St John's Q&A

Monday, August 11, 2008

19th Sunday - homily

‘I would go to Hell for you to go to Heaven’. Is this what St. Paul is saying in the second reading? In his letter to the Romans (chapter 9), he writes: “I could wish that I were accursed and cut off from Christ for the sake of my brethren”. Most scholars think that he is not referring to eternal separation from Christ, but some do. I have thought about this for many years - ever since I first heard this line. Would I go to Hell for others to go to Heaven? I would. I would go to Hell for you to go to Heaven. Now, it’s an exaggerated point that St. Paul and I are making: that we would do anything for your salvation, for your conversion, for your faith in Christ.

Why is faith in Christ so important to St. Paul that he would give up everything for his people to have it? Why is it so paramount? I think that it’s on a couple of levels that he sees the immense value of a life in Christ and wants his people to enjoy it. The first is on a personal level. In his own life, St. Paul found happiness, peace, and joy in Christ – that’s definitely true. But, on a deeper level, he found the meaning of his life in Christ. We always talk about finding ‘the meaning of life’ – it is found in Christ.

St. Paul found his identity in Christ. The more we get to know Christ, the more we get to ourselves – our true identity. St. Paul found his true identity in Christ. He found life itself in Christ. This point, though, about the importance of identity is played out whenever we go to a funeral. We don’t primarily hear about the person’s accomplishments or possessions; we hear much more about their identity – who they were. Our identity is paramount; we find our true identity in Christ.
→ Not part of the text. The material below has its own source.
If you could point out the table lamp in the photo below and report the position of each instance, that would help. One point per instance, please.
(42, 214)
St. Paul also wanted his people to experience life in Christ for its general value – it is AWE-SOME! It is awesome!! We hear that word so much these days – “that movie was awesome”…”my new car is awesome”. GOD is awesome! We are in awe of God’s power. We are in awe of his love. We are in awe of his presence. This was the experience of St. Paul. This was the experience of the Apostles in the boat. This was the experience of Elijah in the first reading.
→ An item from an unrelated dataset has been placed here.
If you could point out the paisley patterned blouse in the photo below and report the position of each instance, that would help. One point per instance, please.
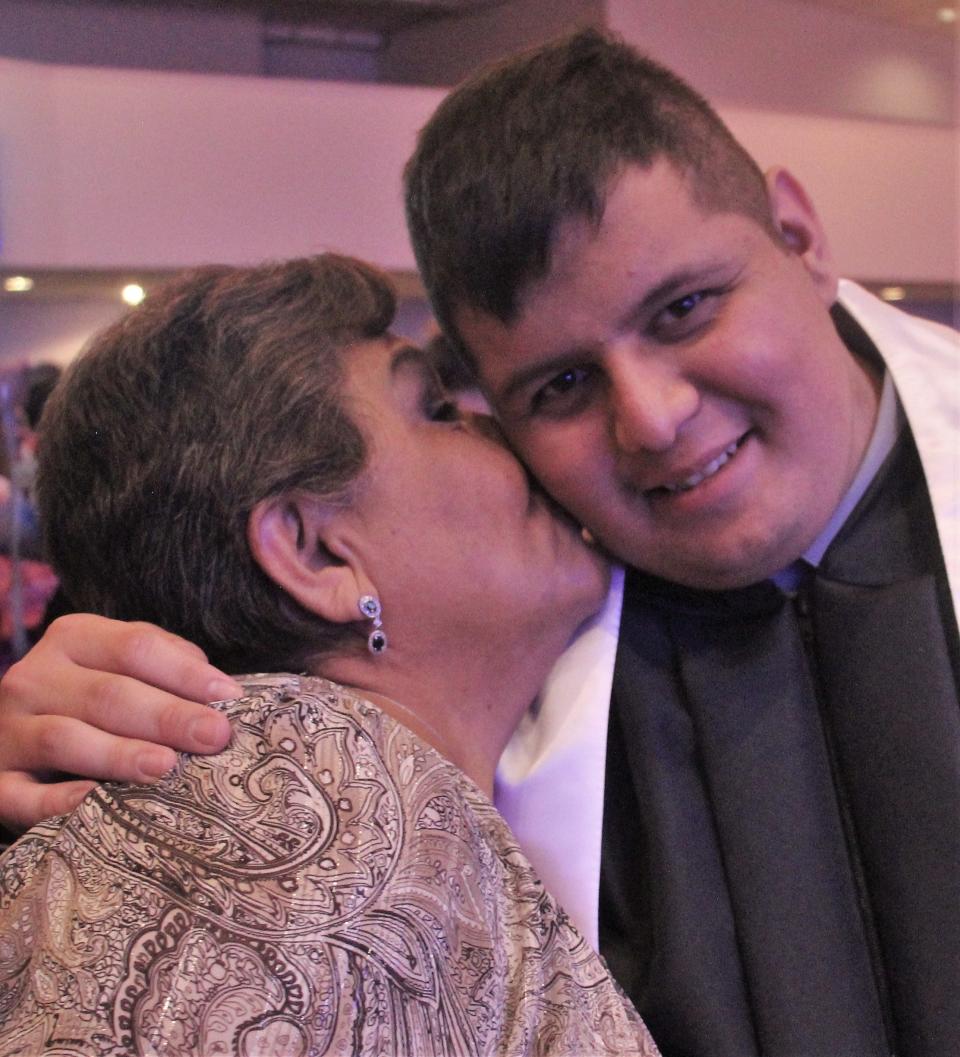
(329, 884)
It may not have been what they expected, but they were in awe to see God’s power and presence. The Apostle didn’t expect to see Jesus walking on water on quieting the storm. Elijah didn’t expect to find the Lord in a small, quiet way. And yet, they were in awe when they experienced God’s presence. They were in awe when they experienced his power.
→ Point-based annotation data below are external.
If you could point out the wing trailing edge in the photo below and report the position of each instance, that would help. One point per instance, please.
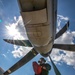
(21, 62)
(19, 42)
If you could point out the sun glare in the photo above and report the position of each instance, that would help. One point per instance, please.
(12, 31)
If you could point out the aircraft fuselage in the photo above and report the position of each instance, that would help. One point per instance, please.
(39, 17)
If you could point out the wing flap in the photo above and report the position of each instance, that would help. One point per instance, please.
(21, 62)
(19, 42)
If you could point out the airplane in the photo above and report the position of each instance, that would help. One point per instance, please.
(40, 18)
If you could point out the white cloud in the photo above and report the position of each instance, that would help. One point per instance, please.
(20, 51)
(67, 38)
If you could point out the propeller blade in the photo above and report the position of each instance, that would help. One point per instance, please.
(67, 47)
(55, 68)
(62, 30)
(21, 62)
(19, 42)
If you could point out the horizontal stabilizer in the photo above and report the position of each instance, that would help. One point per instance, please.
(21, 62)
(19, 42)
(62, 30)
(67, 47)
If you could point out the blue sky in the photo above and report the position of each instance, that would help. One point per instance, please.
(9, 54)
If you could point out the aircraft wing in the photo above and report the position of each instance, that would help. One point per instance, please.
(67, 47)
(19, 42)
(21, 62)
(62, 30)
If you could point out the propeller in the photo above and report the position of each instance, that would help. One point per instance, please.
(19, 42)
(21, 62)
(62, 30)
(54, 67)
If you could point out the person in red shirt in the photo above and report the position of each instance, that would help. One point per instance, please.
(42, 68)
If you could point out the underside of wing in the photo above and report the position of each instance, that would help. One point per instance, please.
(67, 47)
(19, 42)
(21, 62)
(62, 30)
(57, 72)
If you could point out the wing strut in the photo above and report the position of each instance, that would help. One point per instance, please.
(54, 67)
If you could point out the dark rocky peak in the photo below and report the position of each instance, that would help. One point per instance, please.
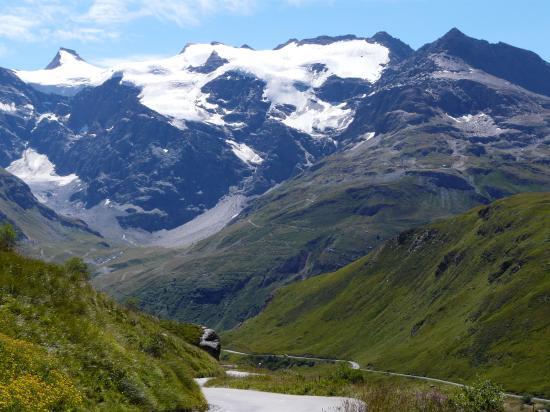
(212, 63)
(518, 66)
(56, 62)
(187, 45)
(399, 50)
We come to the Eucharist – talk about a way we wouldn’t expect God to come us! In a few moments, He will be among us in a way we wouldn’t expect – small and unspectacular. And yet, He will be among us. He will be with us amid our storms. Just like when the Apostles saw Jesus walking on water and said, ‘it’s a ghost’, so do some people look at Jesus in the Eucharist and say, ‘it’s only a symbol’…’it’s only a representation’. And, Jesus says to us what he said to the Apostles, “take courage, it is I. Do not be afraid”.